The Night of the Radishes has an interesting history. It has its origins in the colonial period when radishes were introduced by the Spanish. One legend as to how this began states that one year in the mid 18th century, the radish crop was so abundant that a section lay unharvested for months. In December, two friars pulled up some of these forgotten radishes. The size and shapes were amusing and they brought them as curiosities to the Christmas market held on December 23.
The misshapen vegetables attracted attention and soon they began to be carved to give them a wider variety of shapes and figures. Oaxaca has a long wood carving tradition and the priests encouraged the carving of radishes into figures as a way to attract customers’ attention. In 1897, the city created the formal competition. As the city has grown, the city has had to dedicate land to the growing of the radishes used for the event, supervising their growth and distribution to competitors.
The event has become very popular, attracting over 100 contestants and thousands of visitors. However, since the radishes wilt soon after cutting the displays last only a number of hours, which has led to very long lines for those wishing to see them. We were warned that if we went to see the radishes at night the lines could be miles long and wait times could be 4 to 5 hours. We were advised that if we went in the early afternoon we would be able to see most of the displays and that worked out well. The crowds weren't too bad and most of the displays were set up.
Since the radishes wilt pretty quickly the exhibitors were constantly spraying and wetting them.
The radishes used in the competition have different qualities than the radishes we're familiar with, They have thick skin that is dark red.
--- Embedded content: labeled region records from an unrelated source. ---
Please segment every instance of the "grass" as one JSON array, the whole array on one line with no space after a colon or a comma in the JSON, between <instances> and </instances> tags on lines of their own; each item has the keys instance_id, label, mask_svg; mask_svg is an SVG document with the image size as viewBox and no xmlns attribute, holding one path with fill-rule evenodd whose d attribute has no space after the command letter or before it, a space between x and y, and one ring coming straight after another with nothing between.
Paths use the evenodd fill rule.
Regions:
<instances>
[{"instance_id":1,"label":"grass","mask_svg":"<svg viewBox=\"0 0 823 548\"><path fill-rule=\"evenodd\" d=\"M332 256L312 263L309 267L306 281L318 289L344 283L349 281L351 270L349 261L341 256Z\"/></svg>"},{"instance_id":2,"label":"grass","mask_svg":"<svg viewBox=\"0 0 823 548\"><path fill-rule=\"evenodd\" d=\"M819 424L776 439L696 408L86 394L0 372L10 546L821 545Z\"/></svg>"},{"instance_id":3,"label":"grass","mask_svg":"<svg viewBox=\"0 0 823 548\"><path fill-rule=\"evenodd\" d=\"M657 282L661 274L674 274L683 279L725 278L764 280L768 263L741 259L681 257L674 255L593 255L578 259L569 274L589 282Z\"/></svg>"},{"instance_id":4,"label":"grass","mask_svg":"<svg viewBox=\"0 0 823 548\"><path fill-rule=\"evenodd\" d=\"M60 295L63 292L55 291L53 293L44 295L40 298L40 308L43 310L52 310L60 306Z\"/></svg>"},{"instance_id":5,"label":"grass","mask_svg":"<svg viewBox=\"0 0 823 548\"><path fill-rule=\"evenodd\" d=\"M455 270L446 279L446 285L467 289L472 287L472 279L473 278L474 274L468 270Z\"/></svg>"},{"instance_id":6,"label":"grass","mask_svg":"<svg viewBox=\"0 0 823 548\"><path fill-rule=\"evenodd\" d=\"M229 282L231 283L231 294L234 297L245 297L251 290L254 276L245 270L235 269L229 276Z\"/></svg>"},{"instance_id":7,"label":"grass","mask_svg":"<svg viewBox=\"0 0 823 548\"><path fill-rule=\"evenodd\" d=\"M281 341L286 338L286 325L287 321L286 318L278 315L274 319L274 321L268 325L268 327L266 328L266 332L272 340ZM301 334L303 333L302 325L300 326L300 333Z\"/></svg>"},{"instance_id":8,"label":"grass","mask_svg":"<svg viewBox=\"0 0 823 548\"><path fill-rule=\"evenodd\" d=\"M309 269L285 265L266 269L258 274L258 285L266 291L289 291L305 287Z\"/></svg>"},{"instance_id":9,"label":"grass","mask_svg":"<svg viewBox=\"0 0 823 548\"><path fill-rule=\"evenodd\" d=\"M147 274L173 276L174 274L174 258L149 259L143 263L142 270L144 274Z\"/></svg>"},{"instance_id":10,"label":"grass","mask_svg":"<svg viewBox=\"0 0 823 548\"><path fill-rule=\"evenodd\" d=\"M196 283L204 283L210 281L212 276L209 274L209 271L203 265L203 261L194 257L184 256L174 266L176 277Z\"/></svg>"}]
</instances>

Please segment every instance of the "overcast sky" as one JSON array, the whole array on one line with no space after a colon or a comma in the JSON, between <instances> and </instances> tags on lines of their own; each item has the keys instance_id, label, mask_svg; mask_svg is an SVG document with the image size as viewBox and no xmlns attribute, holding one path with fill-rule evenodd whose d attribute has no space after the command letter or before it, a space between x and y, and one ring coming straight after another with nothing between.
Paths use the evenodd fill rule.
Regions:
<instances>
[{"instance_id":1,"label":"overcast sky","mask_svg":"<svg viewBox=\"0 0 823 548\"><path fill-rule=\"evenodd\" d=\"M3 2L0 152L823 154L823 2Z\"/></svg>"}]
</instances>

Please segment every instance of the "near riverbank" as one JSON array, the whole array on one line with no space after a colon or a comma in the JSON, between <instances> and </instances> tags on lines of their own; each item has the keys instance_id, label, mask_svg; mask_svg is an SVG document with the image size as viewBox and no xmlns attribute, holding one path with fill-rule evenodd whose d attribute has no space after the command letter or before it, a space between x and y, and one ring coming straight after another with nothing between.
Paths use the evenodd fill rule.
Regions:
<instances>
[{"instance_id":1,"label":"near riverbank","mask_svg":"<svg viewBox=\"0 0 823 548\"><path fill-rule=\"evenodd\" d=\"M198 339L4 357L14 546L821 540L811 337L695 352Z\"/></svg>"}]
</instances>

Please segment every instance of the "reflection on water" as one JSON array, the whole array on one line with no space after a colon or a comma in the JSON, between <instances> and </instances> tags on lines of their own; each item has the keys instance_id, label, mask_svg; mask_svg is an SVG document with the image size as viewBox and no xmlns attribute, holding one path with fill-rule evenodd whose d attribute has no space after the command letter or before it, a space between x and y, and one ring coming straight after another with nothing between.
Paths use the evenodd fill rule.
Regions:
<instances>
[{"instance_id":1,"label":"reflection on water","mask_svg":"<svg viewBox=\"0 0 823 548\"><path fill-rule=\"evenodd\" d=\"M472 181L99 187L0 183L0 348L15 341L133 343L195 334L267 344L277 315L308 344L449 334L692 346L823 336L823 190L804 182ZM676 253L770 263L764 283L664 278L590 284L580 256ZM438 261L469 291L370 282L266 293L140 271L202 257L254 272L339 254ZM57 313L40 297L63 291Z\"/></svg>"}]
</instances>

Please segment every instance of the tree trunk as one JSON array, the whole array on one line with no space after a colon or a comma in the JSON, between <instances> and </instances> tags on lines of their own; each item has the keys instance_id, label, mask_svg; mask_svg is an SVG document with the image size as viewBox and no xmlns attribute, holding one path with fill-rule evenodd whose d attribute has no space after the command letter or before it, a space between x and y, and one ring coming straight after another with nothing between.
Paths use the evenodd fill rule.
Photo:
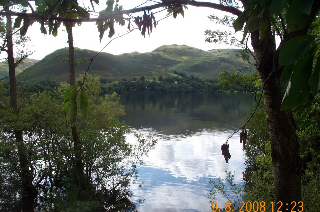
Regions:
<instances>
[{"instance_id":1,"label":"tree trunk","mask_svg":"<svg viewBox=\"0 0 320 212\"><path fill-rule=\"evenodd\" d=\"M10 11L7 7L6 12ZM15 66L13 57L13 42L12 39L12 20L11 16L7 16L6 25L7 42L8 62L10 82L10 105L14 109L14 112L18 110L17 84L16 80ZM18 171L21 184L21 204L22 211L33 211L37 195L36 189L32 184L33 176L29 170L30 166L27 154L27 149L23 141L23 131L21 130L14 131L16 144L19 158Z\"/></svg>"},{"instance_id":2,"label":"tree trunk","mask_svg":"<svg viewBox=\"0 0 320 212\"><path fill-rule=\"evenodd\" d=\"M252 33L251 38L257 60L257 68L265 85L264 96L274 171L275 206L281 201L284 206L282 209L285 210L286 207L291 206L292 201L297 203L301 200L301 162L291 110L280 110L283 95L280 77L283 69L278 68L278 55L271 26L268 28L261 42L257 31Z\"/></svg>"},{"instance_id":3,"label":"tree trunk","mask_svg":"<svg viewBox=\"0 0 320 212\"><path fill-rule=\"evenodd\" d=\"M69 43L69 78L70 86L76 87L75 63L74 58L75 48L73 46L73 38L72 35L72 28L70 27L68 31L68 42ZM71 120L71 130L72 134L72 140L75 151L74 169L76 184L79 189L78 199L80 200L86 200L87 199L85 194L85 186L86 181L84 174L84 166L82 159L81 154L81 144L79 138L77 129L76 103L74 104L73 109L74 112L73 117Z\"/></svg>"}]
</instances>

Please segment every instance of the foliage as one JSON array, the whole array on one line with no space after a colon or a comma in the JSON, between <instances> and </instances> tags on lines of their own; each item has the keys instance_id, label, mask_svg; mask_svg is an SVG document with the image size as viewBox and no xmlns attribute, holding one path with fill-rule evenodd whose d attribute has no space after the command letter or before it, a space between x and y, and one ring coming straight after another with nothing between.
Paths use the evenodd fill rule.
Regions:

Many measure up to two feet and weigh up to three kilograms. This type of radish is used for preparing the figures. Until recent years the growers who participated specifically planted radishes for this event. Today, the planting is done in the "Tequio" Forest located on the outskirts of the city. The municipality of Oaxaca borrows a vast expanse of land for planting the radishes which will be given to the contestants. Generally the symbolic planting is done by the Mayor the first days of October. The radishes are softer and easier to carve but due to the amount of chemicals and fertilizers used to make them so big, they're inedible.
Not only do the carvers use the contrast between the skin and the interior, but they also peel and flatten the red skin for use as clothing items, flags and more.Typically participants use knives and toothpicks to create the sculptures, after the tops of the radishes with their long, green leaves have been cut off (and sometimes used in the scenes).
The displays were creative and pretty mind-boggling.
In addition to the radish displays there were elaborate displays using dried flowers
and corn husks
There were several categories and we did our best to figure out what they were. The prize for the winner of the traditional category is 15,000 pesos, roughly $870 U.S. at today's exchange rate.
As we were walking back to the car we came upon a group of children having fun learning to carve the radishes.
They had a pretty good sized pile of radishes to choose from.
La Noche de Rabanos, even though for us it should be titled La Tarde de Rabanos (Afternoon of the Radishes) was great fun. Loved it, love Oaxaca.